Taken with the fact that asylum accommodation has been reported as ‘damp, dirty [and] vermin infested’, and that detention centres have been ruled ‘prison-like’, we are presented with a damning picture of Britain’s attitudes towards vulnerable asylum seekers.

One asylum seeker, who was granted bail after spending 10 months in detention, was rejected for accommodation by the Home Office on the grounds that he ‘was not destitute by the fact he is being housed [in detention] and his dietary needs are catered to’.

The letter drew similarities between the facilities in detention and asylum accommodation, arguing the main difference to be the ‘lack of liberty’. This inhumane disregard for a person’s freedom has enormous costs, both mental (to the detainee) and financial (to the taxpayer): beyond the immediate costs of incarceration, the Home Office has paid £21m in compensation in the past five years alone for holding people in unlawful and prolonged detention.

If individuals are released, huge backlogs of work and severe staff shortages have resulted in multiple failures by the Home Office in providing accommodation. In January, the government repealed a law that had allowed homeless detainees to apply for accommodation whilst still in detention, leaving many on the streets, reliant on the good will of charities and individuals for food and housing.

The campaign to end detention

A tentative step forward has been identified in the government’s recent announcement that Campsfield detention centre will close by May 2019, an encouraging step by Home Secretary Sajid Javid to reduce the number of people detained at any given time.
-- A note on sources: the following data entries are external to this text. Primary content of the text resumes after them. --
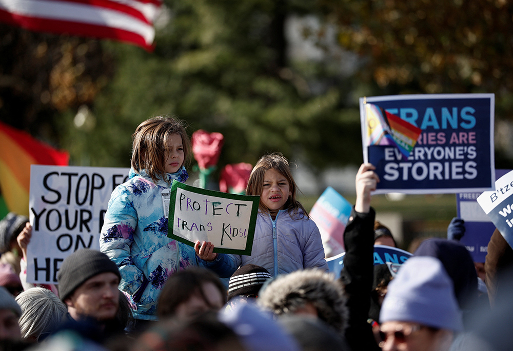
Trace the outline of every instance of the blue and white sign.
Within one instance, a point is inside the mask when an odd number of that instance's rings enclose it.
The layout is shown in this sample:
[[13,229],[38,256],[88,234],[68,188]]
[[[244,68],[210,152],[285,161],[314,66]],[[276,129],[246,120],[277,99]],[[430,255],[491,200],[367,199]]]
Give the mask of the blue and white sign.
[[[364,104],[420,128],[405,159],[397,148],[367,146]],[[427,94],[360,98],[364,160],[376,167],[376,193],[481,192],[494,189],[495,95]]]
[[[497,179],[510,170],[496,170]],[[478,203],[481,193],[460,193],[456,194],[458,217],[464,221],[465,234],[460,239],[468,250],[474,262],[484,262],[488,253],[488,243],[495,230],[495,225]]]
[[[340,272],[344,268],[344,257],[346,253],[343,253],[333,257],[326,259],[329,271],[338,278]],[[412,255],[404,250],[397,247],[385,245],[374,245],[374,265],[387,264],[391,274],[393,275],[397,273],[398,267],[406,261]]]

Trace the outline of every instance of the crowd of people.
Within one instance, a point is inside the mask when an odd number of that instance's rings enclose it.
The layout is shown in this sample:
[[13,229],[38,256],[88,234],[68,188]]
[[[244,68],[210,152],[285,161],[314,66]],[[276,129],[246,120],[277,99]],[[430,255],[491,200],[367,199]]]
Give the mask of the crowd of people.
[[513,250],[498,231],[480,276],[458,241],[459,219],[448,239],[424,240],[398,272],[375,265],[374,245],[397,243],[376,220],[380,179],[365,163],[334,276],[288,161],[274,153],[248,182],[246,193],[260,196],[251,255],[214,253],[210,242],[193,247],[167,236],[161,194],[188,176],[182,123],[150,118],[133,142],[130,179],[112,193],[100,250],[68,256],[57,284],[27,281],[28,218],[0,221],[3,349],[508,349]]

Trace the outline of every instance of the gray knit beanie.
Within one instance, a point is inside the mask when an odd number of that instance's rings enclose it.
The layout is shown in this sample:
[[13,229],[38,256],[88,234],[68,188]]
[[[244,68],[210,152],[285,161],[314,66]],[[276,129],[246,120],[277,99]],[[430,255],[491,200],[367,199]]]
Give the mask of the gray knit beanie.
[[121,279],[117,266],[103,253],[89,249],[75,251],[66,258],[57,274],[59,298],[64,301],[86,280],[106,272]]
[[19,318],[22,309],[7,289],[0,286],[0,309],[11,309]]
[[26,216],[17,215],[14,212],[9,212],[5,217],[0,221],[0,253],[7,252],[11,250],[11,241],[17,236],[29,221]]
[[452,282],[438,259],[408,259],[388,287],[380,323],[406,321],[454,332],[463,329]]

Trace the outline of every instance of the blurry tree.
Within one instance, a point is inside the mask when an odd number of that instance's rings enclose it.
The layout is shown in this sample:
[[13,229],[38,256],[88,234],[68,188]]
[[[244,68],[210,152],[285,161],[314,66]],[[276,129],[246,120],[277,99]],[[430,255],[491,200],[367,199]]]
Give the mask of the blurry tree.
[[111,61],[97,40],[0,24],[0,120],[65,147],[61,113],[92,104]]
[[[95,101],[95,132],[106,142],[113,134],[125,139],[108,152],[129,151],[129,135],[143,119],[172,114],[189,123],[190,134],[203,129],[224,135],[220,165],[254,163],[273,151],[301,156],[315,170],[361,161],[359,115],[346,108],[351,88],[346,77],[322,64],[301,66],[287,57],[286,20],[317,11],[314,2],[166,5],[154,52],[104,45],[115,55],[117,72]],[[312,92],[309,85],[319,81],[322,88]],[[104,129],[102,121],[112,117],[123,122]],[[112,163],[107,155],[97,157],[105,151],[94,152],[97,164]],[[128,156],[123,157],[127,164]]]
[[513,4],[322,2],[339,26],[340,45],[360,55],[358,78],[373,84],[374,93],[494,93],[496,164],[513,168]]

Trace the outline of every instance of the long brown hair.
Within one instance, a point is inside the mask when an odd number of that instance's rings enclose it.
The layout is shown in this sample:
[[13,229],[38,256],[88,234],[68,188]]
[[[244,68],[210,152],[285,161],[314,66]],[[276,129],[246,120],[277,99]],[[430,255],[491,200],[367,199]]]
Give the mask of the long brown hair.
[[[292,177],[288,160],[280,152],[266,155],[260,158],[249,176],[249,180],[248,180],[248,185],[246,188],[246,195],[260,196],[262,194],[265,172],[270,169],[279,172],[285,177],[290,187],[292,195],[287,199],[287,202],[283,207],[284,210],[288,210],[291,215],[296,215],[299,214],[299,210],[301,209],[303,211],[303,215],[300,218],[305,216],[309,218],[306,210],[296,198],[298,185]],[[259,209],[263,212],[269,213],[269,209],[262,203],[261,199],[259,204]]]
[[167,179],[164,167],[166,149],[169,135],[178,134],[184,147],[184,162],[190,160],[190,140],[185,132],[185,123],[172,117],[159,116],[139,125],[132,135],[132,167],[140,174],[145,170],[152,180]]

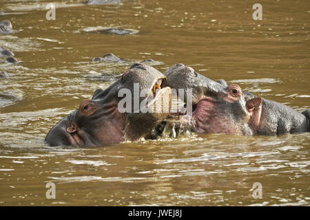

The decision marks a move towards reducing the Home Office’s targets by almost 40% and has meant nearly 300 less bed spaces in the UK’s detention domain. However, civil society organisations have expressed concern that these beds may instead be replaced in plans for expanded detention centres at Heathrow and Gatwick.

Compassion and understanding should be at the heart of our immigration and asylum policies. Instead, the detention of refugees and migrants is a manifestation of systemic disregard for the wellbeing of vulnerable individuals.  Until an alternative is implemented, it will continue to produce heart-breaking and unnecessary consequences.

This article has been written by Maddie Grounds, political correspondent at the Immigration Advice Service, for Help Refugees.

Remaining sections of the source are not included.